Alone in my toll booth, I saw many people pass through on the course of their lives. I saw cars, I saw trucks, and bikes but mostly, I saw people in a rush. In the mornings, they dropped their coins and bills into my hands in a hurry and drove past to work. I would have to hear the occasional complaint about long lines and traffic jams but after a while, I couldn’t get myself to care too much. I sometimes offered apologies but usually, I stared blankly until the drivers would grunt or growl and drive through.
I didn’t know where they were going but they were headed somewhere over into the western part of the state. I never saw the same face twice, even though many of the cars going through were identical. During the rush hours, the impatient faces would look down the packed rows in anticipation of getting through. I always felt as if they saw me as a sort of gatekeeper and extortionist getting in the way of their lives. I was the unnecessary outpost between their lattes and their work, their families and their nights, wherever they happened to go to in the city.
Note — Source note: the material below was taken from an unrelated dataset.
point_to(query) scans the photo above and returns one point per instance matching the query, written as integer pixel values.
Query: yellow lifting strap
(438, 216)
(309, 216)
At night, I was usually alone, and the cars were fewer, speeding through the regulated toll lanes in a fury. I would serve the occasional car and hand over a receipt but most of the vehicles were fitted with access passes allowing for a faster crossing. Sometimes, tourists would ask for directions. I would help them if I could but I would usually refer them to the gas station a mile down the road. I always knew where they were going but sometimes, there just wasn’t enough time to get the message across. The cars behind were always in a hurry to get through to the other side.